DESCRIPTION (provided by applicant): The members of the mechanistically diverse enolase superfamily share a bidomain structure in which a capping domain formed by the N- and C-termini of the polypeptide determines substrate specificity and the functional groups at the C-terminal end of a (beta/alpha)7beta-barrel domain determine reaction mechanism. We want to understand how the structure of the barrel delivers different functions, allowing us to use that information to 1) assist prediction of the functions of unknowns proteins discovered in genome sequencing projects; and2) redesign active sites to catalyze "new" reactions. The project involves four Specific Aims that integrate mechanistic and structural studies. The mechanistic studies will be performed in Dr. Gerlt's laboratory at Illinois (P.I.); the structural studies will be performed in Dr. Rayment's laboratory at Wisconsin (Co-P.I.):1) Structure/function relationships will be established for the newly assigned D-gluconate dehydratases, L-rhamnonate dehydratases, and D-altronate dehydratases in which the active site motifs differ from those previously identified for other dehydratases.2) Functions will be assigned to unknown members by screening purified proteins from several microbial species encoding multiple members for acid sugar dehydratasetisomerase activities.3) Structure/function relationships will be established for o-succinylbenzoate synthases, L-Ala-D/L-Gluepimerases, D-galactonate dehydratases, and D-glucarate dehydratases in which the active site motifs differfrom those previously characterized for "orthologues" that catalyze the same reactions.4) We will test a structural blueprint for functional diversity in the (beta/alpha)7beta-barrel fold by determining whether new functions can be generated by in vitro evolution.

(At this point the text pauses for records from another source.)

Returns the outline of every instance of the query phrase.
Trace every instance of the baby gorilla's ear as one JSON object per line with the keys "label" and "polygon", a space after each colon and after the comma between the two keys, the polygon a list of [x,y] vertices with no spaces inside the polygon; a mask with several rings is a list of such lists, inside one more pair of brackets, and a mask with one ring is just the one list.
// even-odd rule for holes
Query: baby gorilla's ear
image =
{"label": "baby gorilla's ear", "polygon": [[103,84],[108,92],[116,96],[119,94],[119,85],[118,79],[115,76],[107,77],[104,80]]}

描述（由申请人提供）：机理多样的烯醇化酶超家族的成员共享双链结构，其中由多肽的N-和C-末端形成的加帽结构域决定底物特异性，并且（β/α）7 β-桶结构域的C-末端的官能团决定反应机理。我们希望了解桶的结构如何提供不同的功能，使我们能够使用这些信息来1）帮助预测基因组测序项目中发现的未知蛋白质的功能; 2）重新设计活性位点以催化“新”反应。该项目涉及四个具体目标，将机制和结构研究相结合。机理研究将在伊利诺伊州Gerlt博士的实验室进行;结构研究将在威斯康星州Rayment博士的实验室（Co-P.I.）进行：1)将为新指定的D-葡糖酸脱氢酶、L-鼠李糖酸脱氢酶、和D-阿卓酸酯酶，其中活性位点基序不同于先前鉴定的其它酯酶。2）通过筛选来自编码酸性糖酯酶异构酶活性的多个成员的几种微生物物种的纯化蛋白质，将功能分配给未知成员。3）结构/将建立邻-琥珀酰苯甲酸酯酶、L-Ala-D/L-葡糖差向异构酶、D-半乳糖酸酯酶和D-葡糖二酸酯酶，其中活性位点基序不同于先前表征为催化相同反应的“直向同源物”的那些。（β/α）7 β桶折叠，通过确定是否可以通过体外进化产生新的功能。